Selam benim canımın içleri, ciğerimin köşeleri,
prenseslerinin biricik cimcimeleri! :)
Bir süredir yoktum.
Yazma ihtiyacım bitmemişti tabi ki. Diğer bloğumda takıldım
sadece. Ama Jiyong’a anlatamadığım şeyler de var. Ona genellikle o anki hal ve
hislere göre içimden akıp gidenleri yazıyorum. O yüzden uzun uzadıya yazayım
dedim beni dinleyecek okuyucularıma. :)
Neler yaptım, nelere kızdım, nelere
sevindim? Hepsini bu yazıda ortaya dökeceğim. ^^
Yaz aylarından beri doğru düzgün bir yazı ortaya koymamışım.
Evet, yaz aynı monotonluğuyla devam etti, o konuda hala
dipteyim sondayım depresyondayım. -.- yine de yazın başladığım birkaç şeyin
meyvesini alıyorum bu sıralar ve sürekli mutlu geziyorum ^^
Bildiğiniz üzere bilim ve felsefede kendimi bulamayınca
sanata yönelmeye karar vermiştim. Bu günlerde, ilerleme kaydettiğimi fark
ettiğim için mutluyum işte.
Baştan alıyorum tamam :)
Öncelikle belirtmeliyim ki çok sanatsal bir ailem vardır
azizim! ^^
Hem annem hem babam (özellikle babam) iyi şarkı söyler.
Hem annem hem babam (özellikle annem) resimde iyidirler.
Böylelikle hem kardeşim hem ben yetenekli doğmalıydık
sanırım. Kardeşim bunu kanıtlarcasına resim okumaya başladı. Sesini dinlememe
izin vermez ama müzik eğitmeni, onun bu konuda iyi olduğunu söyledi. Bir de
nereden geldiğini anlamadığım bir rol yeteneği var ki sormayın. :)
Bense felsefe okuyorum ve kardeşime gıpta ediyorum. Çünkü yetenekler
benim için pek de açık şeyler olmadı.
Resimle ilgili yaşananları biliyorsunuz. Çok uzun bir süre
ara vermiş ve yazın G-Dragon’a yollanan kaykayı çizerek dönüş yapmıştım. Daha sonra
kağıt üzerinde değil ama başka bir alanda resimlere devam ettim.

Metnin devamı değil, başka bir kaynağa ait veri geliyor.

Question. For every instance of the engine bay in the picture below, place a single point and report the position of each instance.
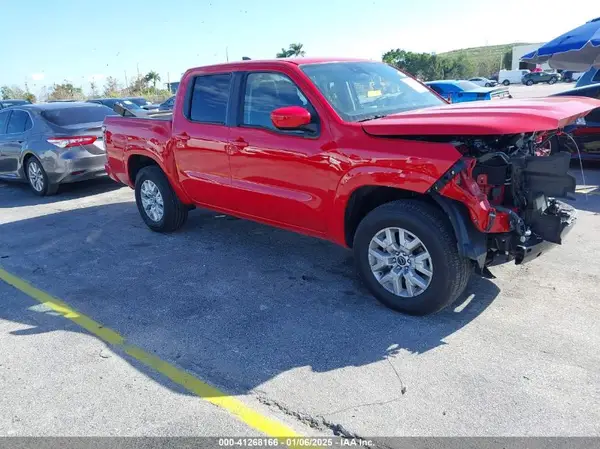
(511, 185)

Tırnaklar! Bunu da söylemiştim sizlere, ama örnekleri hiç
göstermedim. Yaptığım nail artları yazının ilerleyen kısımlarında paylaşacağım.
:)
Müzik konusuna gelecek olursak…
Sanırım her şey ilkokulda öğretilen şu şarkılardan biriyle
başlamıştı. Öğretmenimiz, ne olduğunu hatırlayamadığım bir şeyden ötürü şarkıyı
benim söylememi istemişti. Ben önce söyleyecektim ve sınıfa nasıl söylenmesi
gerektiğini gösterecektim sanırım. Topluluk karşısında olma korkusuyla dolup
taşarak, neredeyse ağlamaklı halde tahtaya çıktım ve şarkıma başladım. Tam olarak
hangi şarkıydı bilmiyorum ama ya “Dağ başını duman almış…” ya da “Tohumlar
fidana, fidanlar ağaca…” diye girmiştim şarkıya. O an sesimin nasıl olduğunu
hiç hatırlamıyorum. Muhtemelen küçük bir çocuğun sesi nasılsa öyleydi :)
O anla ilgili hatırladığım şeyler; mutluluk ve rahatlamaydı.
Öğretmenim bundan övgüyle bahsetmişti.
“İşte böyle!”
Öyleydi işte. Tam bir şarkı makinesine dönüştüm. Sesimin nasıl
olduğuna aldırmadan, detone olsam bile deli gibi şarkı söylüyordum. Sözleri unutursam
uyduruyordum, “Hmmm…” “Mmmm…” “La la la”larla geçiştiriyordum.
Ortaokula başlarken bir İngilizce kursuna yazıldım. Çok
eğlenceli bir kurstu. Düzenli olarak İngilizce şarkılar öğretirlerdi bize. Önce
sözlerini yazılı olarak veriyor sonra müzik eşliğinde koro halinde
söyletiyorlardı. Sözleri okuyarak şarkı söylemek fikri oradan yerleşti aklıma. Sürekli
ailemin iş yerlerine gidiyor, şarkı sözü çıktıları alıyordum. Sonra da evde
yalnız olduğum zamanlarda banyoda bağıra çağıra şarkılarımı söylüyordum.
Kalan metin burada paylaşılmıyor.